Then another hunter heard a fast-approaching car, and uttered a cry of warning:

“Look out for the dogs! Here’s another of those plaguy autos.”

Billy was aware, from his place of concealment, that the three robbers were extremely busy men. They soon had a lantern beside the burst tire, and tools spread about the road. George and the wounded one were jacking up the car so as to get off the old tire and replace it with a new one.

With a sudden shout, the leader of the trio of robbers left the car and bounded toward the ’coon tree. He passed Billy so near that the boy shrank back with an affrighted cry. He thought he had been discovered.

But the man did not stop for Billy Speedwell. Indeed, he probably did not hear the lad’s cry. He had seen the lights of the pursuing automobile at the turn in the road.

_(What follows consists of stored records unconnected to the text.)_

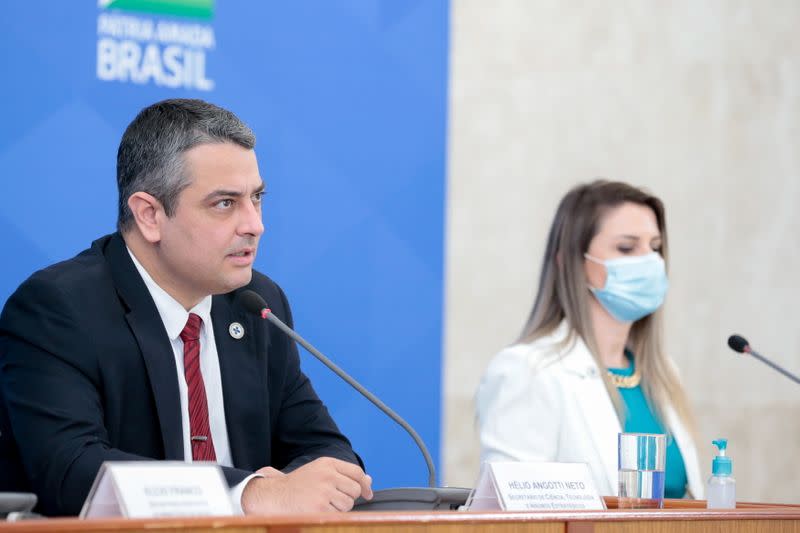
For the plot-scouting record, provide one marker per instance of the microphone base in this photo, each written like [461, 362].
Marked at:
[415, 499]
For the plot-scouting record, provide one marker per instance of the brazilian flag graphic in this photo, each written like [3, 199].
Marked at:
[198, 9]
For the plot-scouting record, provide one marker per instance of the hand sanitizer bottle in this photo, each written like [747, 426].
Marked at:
[721, 488]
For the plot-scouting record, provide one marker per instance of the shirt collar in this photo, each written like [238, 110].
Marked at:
[172, 313]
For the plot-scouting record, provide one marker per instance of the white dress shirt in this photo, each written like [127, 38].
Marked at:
[174, 317]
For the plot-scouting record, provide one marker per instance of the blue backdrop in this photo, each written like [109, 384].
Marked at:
[348, 100]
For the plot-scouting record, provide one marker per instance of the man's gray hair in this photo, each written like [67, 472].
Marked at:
[150, 156]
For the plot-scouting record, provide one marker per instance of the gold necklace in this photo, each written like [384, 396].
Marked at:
[625, 382]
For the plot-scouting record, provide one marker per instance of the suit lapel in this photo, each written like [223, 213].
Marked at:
[243, 369]
[155, 346]
[600, 417]
[688, 451]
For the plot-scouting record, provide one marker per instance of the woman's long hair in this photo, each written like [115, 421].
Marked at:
[564, 294]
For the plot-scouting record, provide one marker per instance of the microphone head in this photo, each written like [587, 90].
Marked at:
[252, 301]
[738, 343]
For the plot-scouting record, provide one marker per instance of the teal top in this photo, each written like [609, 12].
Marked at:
[640, 418]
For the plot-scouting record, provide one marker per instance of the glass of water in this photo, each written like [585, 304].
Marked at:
[642, 457]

He dashed in among the hunters who, with their flaring torches and lanterns and dogs, were gathered about the tree in which the ’coon had taken refuge. The man with the axe had already cut half through the tall trunk.

Without a word, but giving the axeman a strong push to one side, the leader of the thieves seized the axe, wrenching it from the other’s hands. Then, with mighty blows, he set upon the work of felling the tree. The hunters were amazed. They did not know whether it was a joke, or not. But suddenly one observed the object of the stranger.

“Look out, there!” he cried. “You’ll have that tree down across the road.”

And, even as he spoke, with the second motor car still some rods away, and slowing down, the event he had prophesied occurred! With a crash the tree fell. The motor rascal was an excellent woodsman. He had known just how to slant his axe to make the tree fall in the right direction.

As it came down to earth the yelping dogs made a dash for the ’coon, and for some moments there was a lively scrimmage in the brush across the highway; but nobody had paid any attention to this event.